The HTTP/2 'Bomb' Flaw Hitting NGINX, Apache and Friends — And What To Actually Do About It

A newly discovered vulnerability in the HTTP/2 protocol, dubbed the "HTTP/2 Bomb," allows attackers to launch remote Denial-of-Service (DoS) attacks against widely used web servers and services, including NGINX, Apache, IIS, Envoy, and Cloudflare. The attack exploits weaknesses in how HTTP/2 handles certain requests, overwhelming servers with minimal effort from the attacker. Organizations are advised to take proactive steps to secure their systems against such vulnerabilities, particularly as AI is increasingly being used to discover and exploit security flaws.

A newly disclosed vulnerability in the HTTP/2 protocol is causing headaches across a surprisingly wide slice of the web stack. NGINX, Apache, IIS, Envoy, and Cloudflare are all affected. The attack class, being called an HTTP/2 continuation flood or 'bomb', lets a remote attacker trigger a denial-of-service condition without needing authentication or a particularly exotic setup. Just a malformed stream of CONTINUATION frames and your server starts having a very bad day.

What makes this one sting is the breadth. These aren't obscure edge-case servers. NGINX alone powers a substantial chunk of the public internet. When a protocol-level flaw cuts across this many implementations simultaneously, patching becomes a coordination exercise rather than a straightforward fix.

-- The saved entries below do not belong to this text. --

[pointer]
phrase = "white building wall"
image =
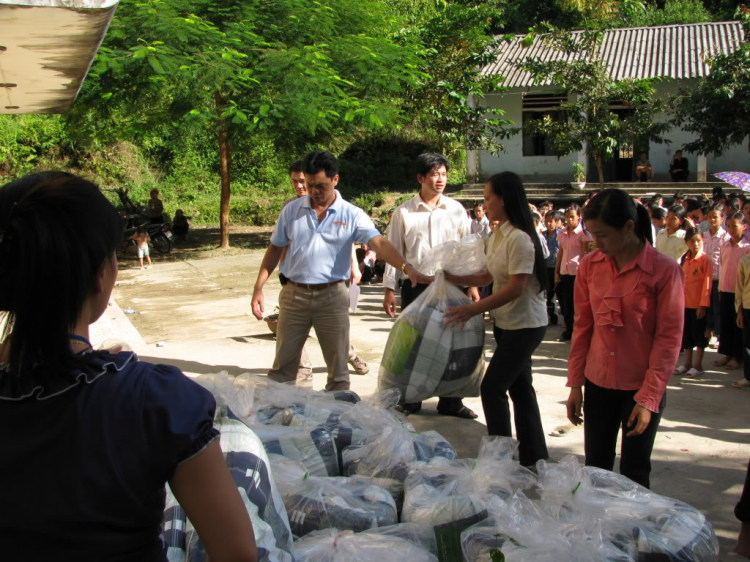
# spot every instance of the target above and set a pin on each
(532, 169)
(541, 169)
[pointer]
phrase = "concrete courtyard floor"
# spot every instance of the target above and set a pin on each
(195, 314)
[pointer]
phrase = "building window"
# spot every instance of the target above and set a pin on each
(537, 107)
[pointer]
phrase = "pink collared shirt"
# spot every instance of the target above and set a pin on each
(712, 246)
(571, 247)
(731, 254)
(628, 325)
(697, 280)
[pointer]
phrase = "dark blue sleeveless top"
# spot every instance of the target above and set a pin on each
(85, 455)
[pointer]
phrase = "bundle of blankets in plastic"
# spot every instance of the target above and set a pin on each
(250, 468)
(347, 468)
(590, 515)
(423, 357)
(405, 541)
(315, 503)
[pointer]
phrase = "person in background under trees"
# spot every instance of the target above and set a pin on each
(180, 225)
(630, 302)
(304, 371)
(678, 168)
(314, 290)
(115, 429)
(155, 208)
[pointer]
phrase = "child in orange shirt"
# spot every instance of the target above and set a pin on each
(698, 271)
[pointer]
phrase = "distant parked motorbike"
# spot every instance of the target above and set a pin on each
(135, 217)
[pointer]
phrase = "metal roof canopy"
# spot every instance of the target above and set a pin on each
(46, 49)
(677, 51)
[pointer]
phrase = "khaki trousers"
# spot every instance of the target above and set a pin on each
(327, 311)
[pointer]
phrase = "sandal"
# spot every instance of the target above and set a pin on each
(464, 413)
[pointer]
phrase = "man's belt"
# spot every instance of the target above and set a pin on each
(314, 286)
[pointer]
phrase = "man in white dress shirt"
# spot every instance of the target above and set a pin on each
(480, 224)
(421, 223)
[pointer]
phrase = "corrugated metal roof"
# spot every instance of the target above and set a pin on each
(46, 48)
(677, 51)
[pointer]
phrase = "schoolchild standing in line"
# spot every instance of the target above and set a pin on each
(733, 250)
(696, 266)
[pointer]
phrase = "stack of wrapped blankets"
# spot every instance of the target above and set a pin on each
(423, 357)
(327, 477)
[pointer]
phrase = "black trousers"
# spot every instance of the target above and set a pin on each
(746, 343)
(713, 318)
(605, 413)
(551, 294)
(730, 343)
(565, 295)
(445, 405)
(509, 372)
(742, 509)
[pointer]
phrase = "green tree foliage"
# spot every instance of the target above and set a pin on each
(456, 39)
(587, 120)
(292, 71)
(717, 107)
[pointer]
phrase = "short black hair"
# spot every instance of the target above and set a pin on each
(56, 229)
(428, 161)
(321, 161)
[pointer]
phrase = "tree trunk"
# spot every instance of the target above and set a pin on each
(225, 160)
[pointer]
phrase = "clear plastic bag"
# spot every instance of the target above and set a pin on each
(332, 545)
(251, 471)
(646, 526)
(314, 503)
(237, 393)
(453, 495)
(423, 357)
(386, 457)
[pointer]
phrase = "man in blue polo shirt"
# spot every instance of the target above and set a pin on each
(318, 231)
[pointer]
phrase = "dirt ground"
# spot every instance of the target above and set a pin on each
(194, 311)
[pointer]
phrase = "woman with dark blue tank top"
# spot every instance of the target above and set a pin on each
(90, 438)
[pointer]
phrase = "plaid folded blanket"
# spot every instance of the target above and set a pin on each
(249, 466)
(425, 358)
(332, 545)
(315, 447)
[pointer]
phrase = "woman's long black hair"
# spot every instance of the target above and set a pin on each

AI tools are increasingly being credited with finding this class of vulnerability before attackers do, which is genuinely useful. Automated analysis can churn through protocol implementations at a scale and speed that human researchers simply cannot match. Whether AI 'discovered' this particular flaw or merely assisted is beside the point. The finding is real and the exposure is significant.

So, what should you actually do?

First, patch. Check your vendor advisories now. Most of the affected projects have either issued fixes or are in the process of doing so. Running unpatched HTTP/2-capable infrastructure at this point is an unnecessary risk.

Second, consider whether you need HTTP/2 enabled everywhere. If you are running internal services that have no business supporting it, turning it off is a perfectly valid interim measure while you wait for patches to stabilise.

Third, review your rate limiting and connection handling configuration. Many of these protocol-level DoS attacks can be blunted by tightening limits on concurrent streams and header sizes. Not a fix, but a useful speed bump.

Fourth, monitor your traffic patterns. A sudden spike in connection overhead or CPU usage from your web tier without a corresponding rise in legitimate requests is worth investigating. HTTP/2 bomb attacks tend to be expensive server-side while appearing relatively quiet on the wire.

Fifth, if you are sitting behind a CDN or a DDoS mitigation provider, verify their mitigations are actually in place. 'Cloudflare is affected too' should give you pause if you were assuming your CDN was absorbing all your risk here.

The broader takeaway is that protocol-level vulnerabilities are not going away, and the attack surface keeps expanding as more of the stack adopts newer protocol versions under the assumption that someone else has already done the security review. Sometimes nobody has.